De Egle Vertelyte (Lituanie) 

 

avec Eglé Mikulionyté, Vyto Ruginis, A. Bialobzeskis

1992. Quelque part en Lituanie. Peu de temps après la chute du communisme, Irena, gérante d'une ferme porcine modèle de l'époque soviétique fait tous ses efforts pour l'adapter au nouveau système capitaliste. L'arrivée très démonstrative de Bernardas, businessman américain à la chevelure orangée, est perçue par Irena, comme la réponse à toutes ses prières. Sauveteur aux poches remplies de dollars, animé par les meilleures intentions, il dévoile progressivement des intérêts beaucoup moins nobles.

Miracle

Une femme ensevelit un énorme porc  (ou une truie?) Gros plan sur ses mains rageuses qui le recouvrent de terre puis la femme épuisée (?) s’évanouit….C'est la première séquence. 

Le film en un long flash back va retracer le parcours d’Irena -du moins ce qui a causé la mort de l’animal et provoqué sa propre pâmoison.....deux indices d'une double métamorphose !!! deux illustrations  d'une double mort (toute symbolique fût-elle...)

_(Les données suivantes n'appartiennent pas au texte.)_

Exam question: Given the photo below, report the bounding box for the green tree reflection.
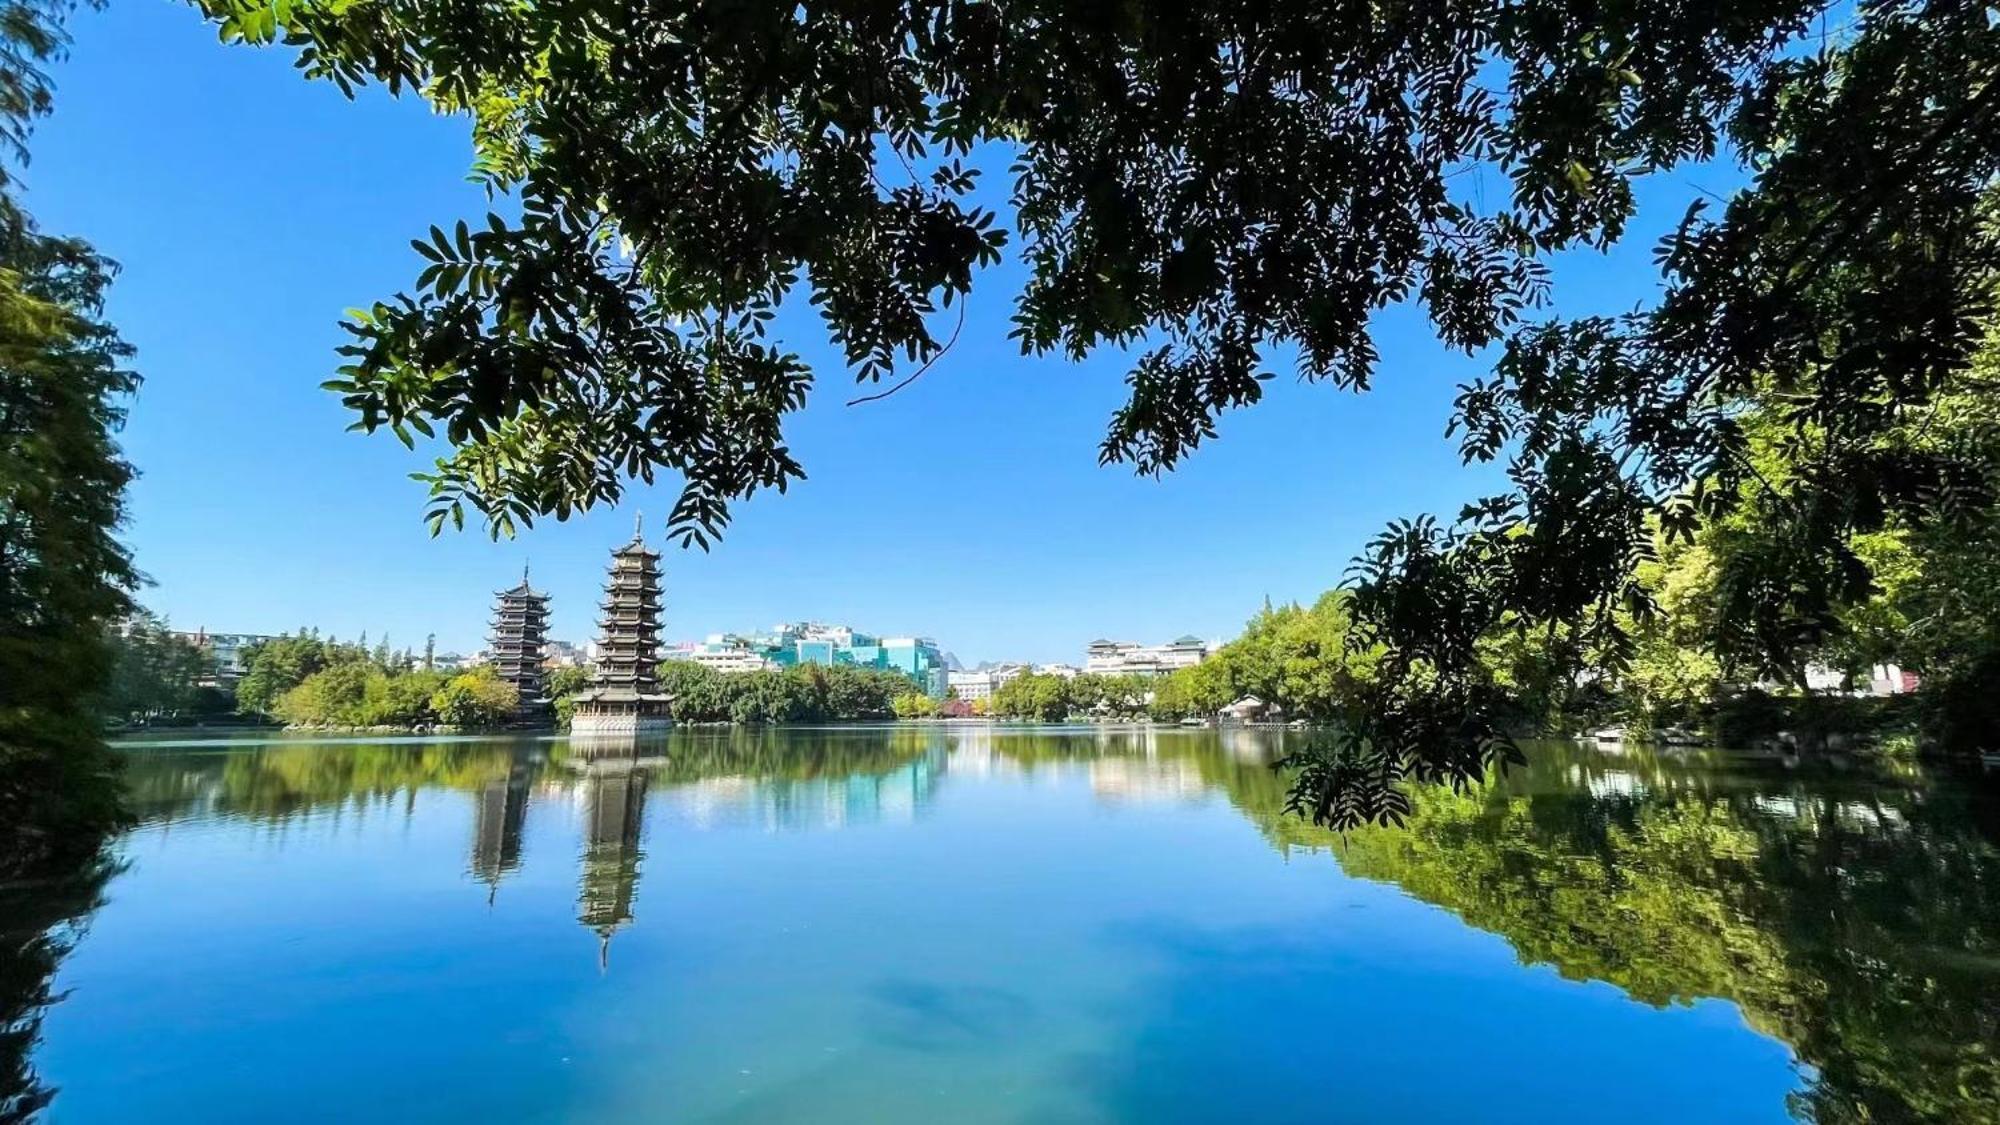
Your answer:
[1325,748,2000,1125]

Vu d’ici ce film peut résonner profondément ; comment on est passé de l’ère stalinienne à celle de la "mondialisation", comment on a dû changer à la fois d’idéologie et de système économique…comment des Occidentaux ont débarqué afin de racheter usines et bâtiments sur la seule foi de leurs  promesses

La réalisatrice accentue le contraste (parfois jusqu’à la caricature) entre la morosité, la désolation  et l'exubérance; d’un côté une toile de fond grisâtre, des couleurs délavées ou terreuses– à l’image d’un pays exsangue-  de l’autre une Cadillac rutilante et un personnage caracolant ; d’un côté les ruines de l’ère soviétique de l’autre la métaphore du rêve américain ???

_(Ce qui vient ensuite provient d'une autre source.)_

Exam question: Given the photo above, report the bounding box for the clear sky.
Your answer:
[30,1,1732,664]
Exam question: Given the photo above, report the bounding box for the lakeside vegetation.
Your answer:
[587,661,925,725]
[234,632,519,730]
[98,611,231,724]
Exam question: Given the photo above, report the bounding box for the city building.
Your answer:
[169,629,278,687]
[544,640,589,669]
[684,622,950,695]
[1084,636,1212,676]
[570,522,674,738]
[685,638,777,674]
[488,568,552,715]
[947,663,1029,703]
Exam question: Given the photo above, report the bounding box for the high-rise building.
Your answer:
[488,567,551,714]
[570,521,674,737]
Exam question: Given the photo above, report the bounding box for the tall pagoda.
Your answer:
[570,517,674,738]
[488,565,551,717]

Mais le scénario dégage vite une figure dominante celle d’Irena que la réalisatrice filme de près. Femme sûre d’elle-même qui a charge d’âme (un mari alcoolique) et qui dirige avec fermeté l’entreprise porcine, -elle qui semble plus en empathie avec ses animaux qu’avec les humains – Victime dans un premier temps de la haine de ses employés qu’elle ne peut plus payer ; mise au ban de la société villageoise, c’est elle qui accepte l’aide inespérée de l’étranger….Mais elle est aussi une victime idéale -quand elle rêve de partager avec Bernardas  -Vyto Ruginis-  la future exploitation et qu’elle est complice de l’abattage de tous les arbres à la recherche du magot.....L'actrice Eglé Mikulionyté incarne  admirablement ce mélange de rusticité et de sensualité, de fermeté et de fragilité,  typique du personnage! 

Épilogue : Irena qui ne fréquentait plus l’église, va traverser l’allée centrale sous l’oeil effaré des "fidèles" - porteuse d’un autre "miracle" !!

 

Cela étant, ce film par certains choix (scénaristiques) et malgré une forme d’humour (qui va jusqu’à l’absurde) malgré la musique (qui fait la part belle aux ballades joyeuses) n’est pas vraiment à la hauteur de ses ambitions

Dommage

 

Colette Lallement-Duchoze

 

 

D'accord avec toi Colette ! 

La chute du film est assez nulle au demeurant et déstabilise sans intérêt le ton général.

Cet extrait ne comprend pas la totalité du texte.